Prabhakar, Holterman, Vasu and Meriggioli are now business partners as well. The research team, along with UIC and the technology investment firm IllinoisVentures, already has founded a company to begin developing the two treatments for commercial application. The company is called Tolerogenics, after the “tolerogenic” state of the dendritic cells once the treatment is administered.

So far, most of the company’s work has focused on studying the competitive landscape, preparing for the regulatory approval process, and making sure that the intellectual property involved in the treatments is unique. Because GM-CSF is already an approved cancer treatment, Prabhakar speculates the regulatory process could be smoother than usual for a new treatment.

With those steps nearly complete, the firm is calculating the costs of development and potential return on investment; it will use those figures to attract seed-level investors to fund clinical testing. Once the treatment is closer to approval, Tolerogenics plans to sell its technology to a larger biotech firm.

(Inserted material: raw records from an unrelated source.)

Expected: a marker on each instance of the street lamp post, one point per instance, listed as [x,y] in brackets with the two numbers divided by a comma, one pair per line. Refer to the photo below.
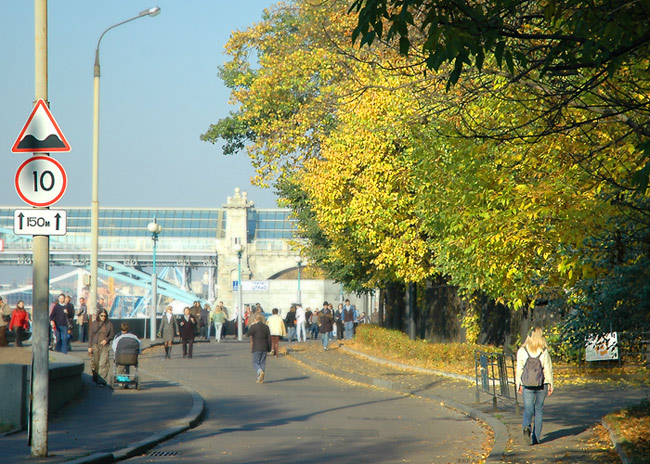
[94,210]
[298,264]
[239,249]
[155,230]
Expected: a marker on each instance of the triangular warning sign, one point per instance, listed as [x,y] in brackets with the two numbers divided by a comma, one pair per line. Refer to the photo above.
[41,133]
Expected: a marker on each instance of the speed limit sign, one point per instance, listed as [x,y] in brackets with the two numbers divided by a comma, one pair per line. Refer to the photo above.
[41,181]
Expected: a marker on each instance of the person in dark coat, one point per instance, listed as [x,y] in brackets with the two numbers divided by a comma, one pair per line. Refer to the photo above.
[99,347]
[325,326]
[188,324]
[168,330]
[290,323]
[260,336]
[59,321]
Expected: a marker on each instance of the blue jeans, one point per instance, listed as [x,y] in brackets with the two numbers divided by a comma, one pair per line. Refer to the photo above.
[217,331]
[326,339]
[62,339]
[259,361]
[83,333]
[534,405]
[348,329]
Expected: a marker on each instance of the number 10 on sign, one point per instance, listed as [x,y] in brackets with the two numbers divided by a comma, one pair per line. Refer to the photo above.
[41,181]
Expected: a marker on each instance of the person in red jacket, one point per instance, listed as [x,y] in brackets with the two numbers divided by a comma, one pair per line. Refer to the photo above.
[19,322]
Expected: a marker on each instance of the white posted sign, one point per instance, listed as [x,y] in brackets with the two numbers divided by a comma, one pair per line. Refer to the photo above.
[40,222]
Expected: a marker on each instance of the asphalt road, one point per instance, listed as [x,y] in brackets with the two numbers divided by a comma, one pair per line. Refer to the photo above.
[299,415]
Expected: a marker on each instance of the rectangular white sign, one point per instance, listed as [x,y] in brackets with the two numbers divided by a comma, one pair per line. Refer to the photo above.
[602,347]
[40,222]
[255,285]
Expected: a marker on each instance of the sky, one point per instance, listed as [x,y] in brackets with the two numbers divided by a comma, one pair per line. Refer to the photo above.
[159,92]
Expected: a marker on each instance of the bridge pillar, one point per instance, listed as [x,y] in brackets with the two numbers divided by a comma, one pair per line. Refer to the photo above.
[236,208]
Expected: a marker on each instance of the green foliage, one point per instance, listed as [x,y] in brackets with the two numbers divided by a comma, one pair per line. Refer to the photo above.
[315,243]
[618,297]
[547,36]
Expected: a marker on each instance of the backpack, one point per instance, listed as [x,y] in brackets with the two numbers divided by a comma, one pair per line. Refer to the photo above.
[532,375]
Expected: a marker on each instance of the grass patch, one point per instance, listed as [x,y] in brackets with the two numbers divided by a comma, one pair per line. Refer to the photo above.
[632,426]
[458,358]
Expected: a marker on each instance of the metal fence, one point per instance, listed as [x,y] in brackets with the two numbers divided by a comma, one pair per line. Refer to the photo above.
[495,375]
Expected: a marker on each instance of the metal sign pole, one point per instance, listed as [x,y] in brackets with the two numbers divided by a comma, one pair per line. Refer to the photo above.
[41,270]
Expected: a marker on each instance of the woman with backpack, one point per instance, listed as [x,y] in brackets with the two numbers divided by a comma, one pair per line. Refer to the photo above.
[534,379]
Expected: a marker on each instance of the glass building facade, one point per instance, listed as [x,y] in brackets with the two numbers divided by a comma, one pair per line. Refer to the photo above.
[126,228]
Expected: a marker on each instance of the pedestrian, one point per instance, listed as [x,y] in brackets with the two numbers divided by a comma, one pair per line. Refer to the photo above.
[217,319]
[188,324]
[69,311]
[59,322]
[247,317]
[5,318]
[301,321]
[350,317]
[204,324]
[534,379]
[196,312]
[82,320]
[260,345]
[325,325]
[313,320]
[290,322]
[19,322]
[99,346]
[167,330]
[277,329]
[99,304]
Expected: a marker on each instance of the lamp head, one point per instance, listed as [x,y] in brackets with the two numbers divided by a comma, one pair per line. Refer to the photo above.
[154,227]
[155,11]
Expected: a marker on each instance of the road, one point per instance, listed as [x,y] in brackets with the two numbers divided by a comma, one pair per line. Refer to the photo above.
[300,415]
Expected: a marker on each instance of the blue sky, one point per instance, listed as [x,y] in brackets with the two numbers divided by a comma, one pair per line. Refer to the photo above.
[159,92]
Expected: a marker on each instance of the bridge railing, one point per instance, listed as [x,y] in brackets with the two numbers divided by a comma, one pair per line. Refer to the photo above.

First, though, there’s the matter of determining dosages for humans and then testing the treatment on patients. Even after clinical testing is begun, the treatments will be at least another five years from going to market, according to Katherine Hyer, director of life sciences at IllinoisVentures.

“It’s hard to explain the product development industry to someone creative, because it’s boring,” she says. “You’re proving the same thing over and over again, doing the same experiments, making something more durable.”

So Prabhakar will try to be patient with his breakthrough. But it’s difficult not to think about the potential impact of the treatment.

“If we have a successful product, that means I’m curing autoimmune diseases,” he says. “What more satisfaction can I have?”